La infosfera y la identidad onlife
Floridi describe el mundo contemporáneo como una infosfera: un entorno en el que los seres humanos coexisten con agentes informacionales no humanos (algoritmos, robots, sistemas de IA). Ya no hay una distinción nítida entre estar «en línea» y estar «fuera de línea»: vivimos onlife, con una identidad que se construye en la intersección entre lo físico y lo digital.
Esto plantea preguntas filosóficas inéditas: ¿Quién es el «yo» que deja un rastro de datos permanente? ¿Puede una identidad digital ser auténtica? ¿Quién es responsable de las decisiones tomadas por sistemas algorítmicos?
La aniquilación del yo: Gabriel Marcel
El filósofo existencial cristiano Gabriel Marcel (El ser y el tener, 1935; El hombre problemático, 1955) diagnosticó avant la lettre uno de los problemas centrales de la modernidad tecnológica: la subordinación del ser al tener y al funcionar. En una sociedad que se define por la producción y el consumo, el ser humano corre el riesgo de identificarse con su función —lo que produce, lo que consume, lo que rinde— vaciando su existencia de profundidad personal.
Marcel llama a esto la «aniquilación del yo»: el individuo se convierte en un engranaje intercambiable del sistema técnico. La resistencia, para Marcel, viene del amor, la fidelidad y la esperanza —experiencias que el paradigma técnico no puede reducir a función ni a rendimiento.
Biotecnología: ¿qué significa modificar la vida?
Los avances en edición genética (CRISPR-Cas9), biología sintética y neurotecnología replantean preguntas filosóficas fundamentales sobre la naturaleza humana:
¿Hay una naturaleza humana inviolable?
La posición esencialista (Habermas en El futuro de la naturaleza humana) sostiene que la modificación genética de embriones viola la autonomía del futuro individuo y rompe la simetría generacional: padres que diseñan hijos instrumentalizan una vida futura. La posición transhumanista (Nick Bostrom) replica que mejorar las capacidades humanas es una extensión de la medicina, no cualitativamente distinta de las vacunas.
Robótica e IA: ¿conciencia artificial?
Si la conciencia emerge de procesos físicos suficientemente complejos, ¿podría una IA ser consciente? El test de Turing no responde la pregunta: una máquina puede imitar una conversación sin comprender nada (argumento del «cuarto chino» de Searle). Pero si la conciencia es funcional (funcionalismo de Putnam), entonces un sistema con los procesos funcionales correctos tendría experiencia subjetiva. Esta discusión tiene consecuencias para el estatus moral de los robots.
¿Controlamos la tecnología o ella nos controla?

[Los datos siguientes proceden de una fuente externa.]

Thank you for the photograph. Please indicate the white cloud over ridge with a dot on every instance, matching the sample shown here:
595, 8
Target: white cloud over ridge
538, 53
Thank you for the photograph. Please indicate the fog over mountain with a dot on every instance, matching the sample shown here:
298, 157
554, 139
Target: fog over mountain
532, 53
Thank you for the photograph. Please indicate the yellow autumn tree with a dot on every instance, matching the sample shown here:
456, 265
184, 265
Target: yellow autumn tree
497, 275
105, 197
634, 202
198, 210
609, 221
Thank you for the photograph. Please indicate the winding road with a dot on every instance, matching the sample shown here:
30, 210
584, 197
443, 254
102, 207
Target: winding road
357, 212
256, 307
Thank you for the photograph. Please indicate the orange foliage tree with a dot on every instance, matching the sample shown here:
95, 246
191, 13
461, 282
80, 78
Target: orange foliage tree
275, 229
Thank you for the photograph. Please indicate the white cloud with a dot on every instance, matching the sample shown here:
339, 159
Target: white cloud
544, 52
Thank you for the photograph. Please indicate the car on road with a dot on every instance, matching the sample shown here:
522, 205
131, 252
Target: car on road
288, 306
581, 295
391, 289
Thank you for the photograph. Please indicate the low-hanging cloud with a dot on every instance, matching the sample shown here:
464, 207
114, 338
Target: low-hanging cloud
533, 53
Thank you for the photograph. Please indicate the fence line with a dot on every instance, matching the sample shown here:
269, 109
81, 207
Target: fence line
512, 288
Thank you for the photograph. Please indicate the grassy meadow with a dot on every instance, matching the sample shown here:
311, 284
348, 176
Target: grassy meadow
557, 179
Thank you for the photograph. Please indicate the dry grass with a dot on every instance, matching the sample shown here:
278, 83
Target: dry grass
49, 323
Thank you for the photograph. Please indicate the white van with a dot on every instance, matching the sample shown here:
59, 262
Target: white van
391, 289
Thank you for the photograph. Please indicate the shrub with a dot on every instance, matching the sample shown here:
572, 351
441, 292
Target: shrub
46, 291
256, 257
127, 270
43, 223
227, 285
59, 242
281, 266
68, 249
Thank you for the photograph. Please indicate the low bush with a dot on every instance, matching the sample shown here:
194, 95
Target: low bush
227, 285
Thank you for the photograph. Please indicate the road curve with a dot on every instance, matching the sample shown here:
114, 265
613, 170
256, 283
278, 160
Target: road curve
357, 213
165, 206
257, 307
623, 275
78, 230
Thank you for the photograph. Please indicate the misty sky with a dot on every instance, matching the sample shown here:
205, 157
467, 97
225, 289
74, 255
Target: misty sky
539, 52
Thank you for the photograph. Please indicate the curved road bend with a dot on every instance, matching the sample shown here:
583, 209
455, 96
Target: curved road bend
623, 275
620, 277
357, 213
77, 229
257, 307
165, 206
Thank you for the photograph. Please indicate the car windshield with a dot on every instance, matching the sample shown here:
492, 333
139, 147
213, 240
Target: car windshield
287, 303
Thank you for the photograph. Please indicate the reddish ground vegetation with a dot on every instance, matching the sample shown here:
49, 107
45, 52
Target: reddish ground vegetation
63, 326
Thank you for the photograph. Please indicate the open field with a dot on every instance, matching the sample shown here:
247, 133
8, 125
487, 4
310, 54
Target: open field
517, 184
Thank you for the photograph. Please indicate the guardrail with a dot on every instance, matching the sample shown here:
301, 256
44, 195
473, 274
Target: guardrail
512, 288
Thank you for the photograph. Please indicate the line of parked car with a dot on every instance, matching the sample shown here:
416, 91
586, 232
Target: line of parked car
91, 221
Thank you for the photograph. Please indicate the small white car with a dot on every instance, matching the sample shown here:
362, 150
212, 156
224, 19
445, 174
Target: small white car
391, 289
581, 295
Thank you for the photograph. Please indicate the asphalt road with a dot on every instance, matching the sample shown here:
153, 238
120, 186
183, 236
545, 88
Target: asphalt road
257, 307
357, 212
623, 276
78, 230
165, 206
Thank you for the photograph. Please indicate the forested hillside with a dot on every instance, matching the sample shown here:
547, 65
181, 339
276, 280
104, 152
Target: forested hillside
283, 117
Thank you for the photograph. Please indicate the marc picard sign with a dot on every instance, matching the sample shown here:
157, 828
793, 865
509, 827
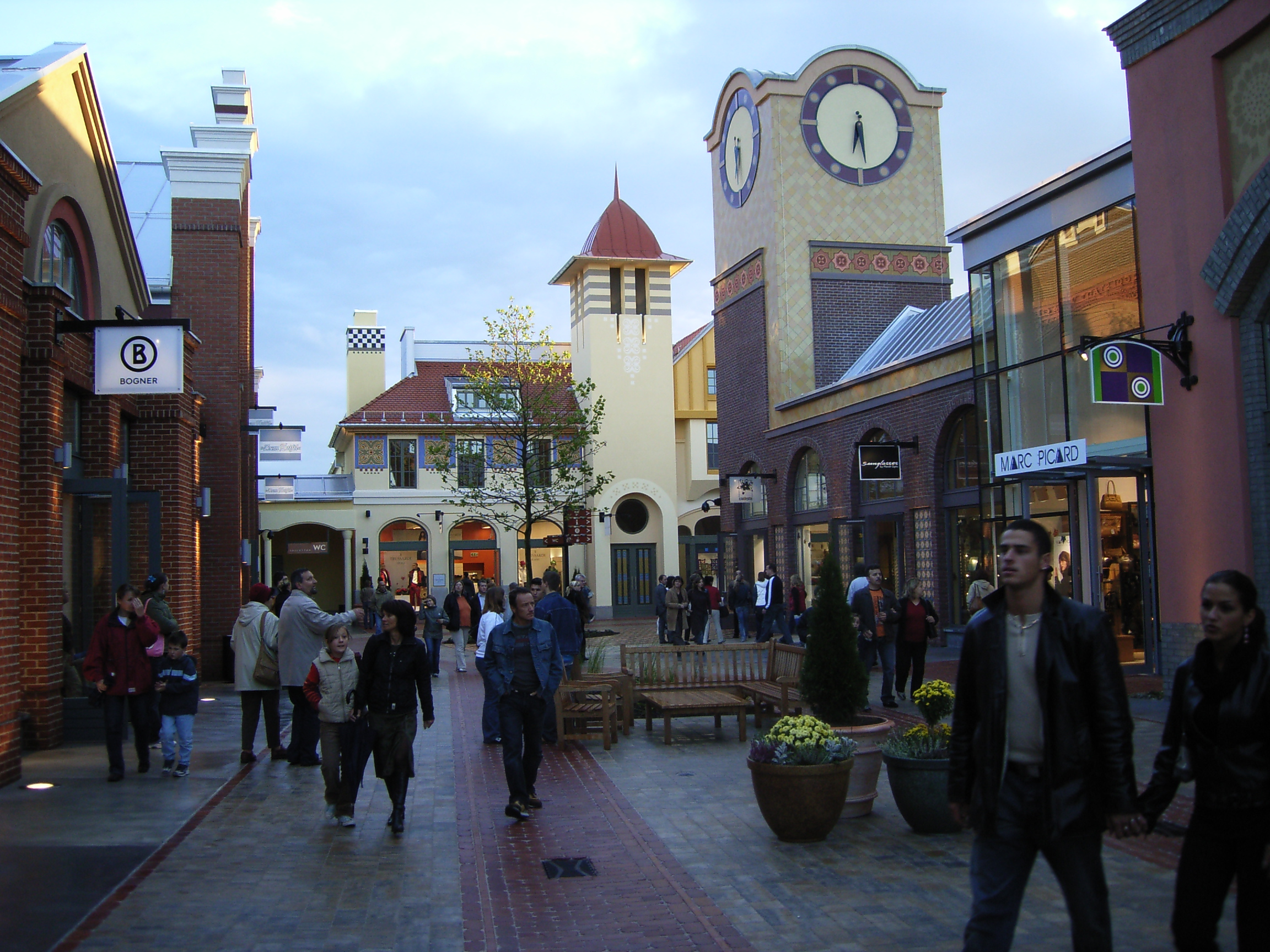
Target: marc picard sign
1054, 456
140, 358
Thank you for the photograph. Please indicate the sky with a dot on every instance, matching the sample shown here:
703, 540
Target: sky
432, 160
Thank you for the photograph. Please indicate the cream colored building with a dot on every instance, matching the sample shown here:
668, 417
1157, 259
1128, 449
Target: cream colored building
383, 507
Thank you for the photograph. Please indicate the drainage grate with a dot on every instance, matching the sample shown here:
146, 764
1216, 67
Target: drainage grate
564, 867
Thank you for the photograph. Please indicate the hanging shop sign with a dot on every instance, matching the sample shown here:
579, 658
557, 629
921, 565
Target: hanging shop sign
280, 443
1127, 372
1053, 456
879, 461
139, 357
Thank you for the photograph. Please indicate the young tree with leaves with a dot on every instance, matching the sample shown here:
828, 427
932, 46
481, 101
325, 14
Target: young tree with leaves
833, 681
525, 433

El filósofo y sociólogo francés Jacques Ellul (La técnica o el desafío del siglo, 1954) argumentó que la tecnología moderna sigue su propia lógica de eficiencia con independencia de los valores humanos: la autonomía de la técnica. Los seres humanos no eligen qué tecnologías adoptar: adoptan las que son más eficientes, y la eficiencia se ha convertido en el valor supremo. El resultado es una sociedad técnica que determina sus propios fines.
El modelo constructivista (SCOT) rechaza esta visión: los usuarios, los movimientos sociales y las regulaciones estatales pueden y de hecho moldean el desarrollo tecnológico. Los ejemplos de tecnologías que no se adoptaron masivamente (energía nuclear, el Concorde, ciertos diseños de smartphone) muestran que la sociedad filtra y transforma la técnica.

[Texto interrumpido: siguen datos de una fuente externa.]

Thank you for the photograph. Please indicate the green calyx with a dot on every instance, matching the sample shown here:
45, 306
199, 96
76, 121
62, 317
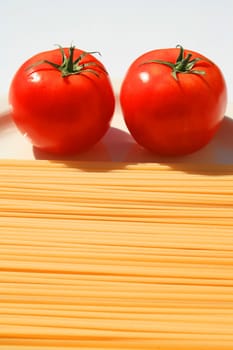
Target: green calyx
69, 66
184, 65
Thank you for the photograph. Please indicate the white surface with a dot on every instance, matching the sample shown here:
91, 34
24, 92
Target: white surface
120, 29
117, 144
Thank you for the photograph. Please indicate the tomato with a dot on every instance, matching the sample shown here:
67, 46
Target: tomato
62, 100
173, 100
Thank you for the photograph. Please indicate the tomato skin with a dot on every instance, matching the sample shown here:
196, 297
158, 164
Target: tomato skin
61, 115
168, 116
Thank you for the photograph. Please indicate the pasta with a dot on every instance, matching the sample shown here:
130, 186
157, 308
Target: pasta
115, 256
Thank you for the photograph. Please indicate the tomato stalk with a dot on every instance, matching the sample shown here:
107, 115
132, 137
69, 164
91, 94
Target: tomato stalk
183, 64
69, 66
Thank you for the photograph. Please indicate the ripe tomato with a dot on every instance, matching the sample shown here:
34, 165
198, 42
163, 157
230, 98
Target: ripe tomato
173, 100
62, 100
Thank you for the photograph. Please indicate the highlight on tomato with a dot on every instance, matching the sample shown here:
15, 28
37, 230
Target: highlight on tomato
62, 100
173, 100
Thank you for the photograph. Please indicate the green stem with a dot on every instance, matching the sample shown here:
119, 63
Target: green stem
183, 64
69, 66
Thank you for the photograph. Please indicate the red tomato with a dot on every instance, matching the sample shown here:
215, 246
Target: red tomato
173, 100
62, 100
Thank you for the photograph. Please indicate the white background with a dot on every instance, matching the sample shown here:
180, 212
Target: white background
120, 29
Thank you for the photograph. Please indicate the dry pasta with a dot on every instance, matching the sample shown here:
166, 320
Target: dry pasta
115, 256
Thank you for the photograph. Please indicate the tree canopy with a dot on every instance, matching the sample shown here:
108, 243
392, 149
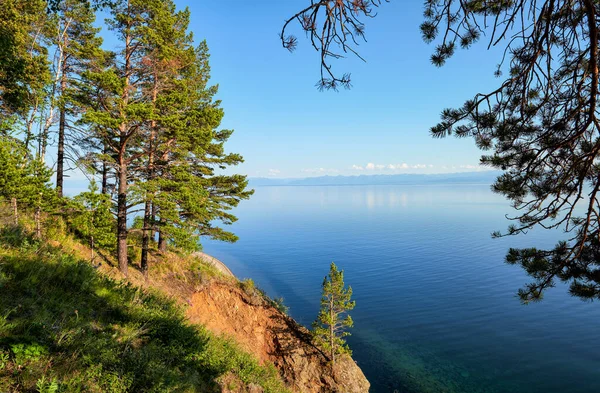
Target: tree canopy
540, 125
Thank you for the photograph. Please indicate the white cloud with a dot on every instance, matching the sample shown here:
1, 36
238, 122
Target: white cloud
320, 170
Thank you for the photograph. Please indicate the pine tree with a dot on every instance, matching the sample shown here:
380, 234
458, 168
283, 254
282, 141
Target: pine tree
191, 196
78, 49
23, 62
118, 109
333, 320
24, 180
13, 159
90, 215
540, 125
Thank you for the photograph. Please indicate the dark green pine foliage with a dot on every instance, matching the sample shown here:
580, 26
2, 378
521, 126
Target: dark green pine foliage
540, 126
90, 215
78, 48
24, 181
118, 109
23, 63
329, 329
191, 196
167, 47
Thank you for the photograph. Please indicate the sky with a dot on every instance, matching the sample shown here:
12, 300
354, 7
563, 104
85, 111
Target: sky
285, 127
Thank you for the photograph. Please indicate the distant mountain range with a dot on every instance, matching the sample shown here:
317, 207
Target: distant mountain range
486, 177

Para el IB, la posición más sólida suele ser la intermedia y crítica: hay inercias tecnológicas poderosas que limitan la elección (Ellul tiene parte de razón), pero no son absolutas (el constructivismo también tiene parte de razón). La filosofía tiene aquí una función práctica clara: hacer visible lo que el automatismo tecnológico deja invisible.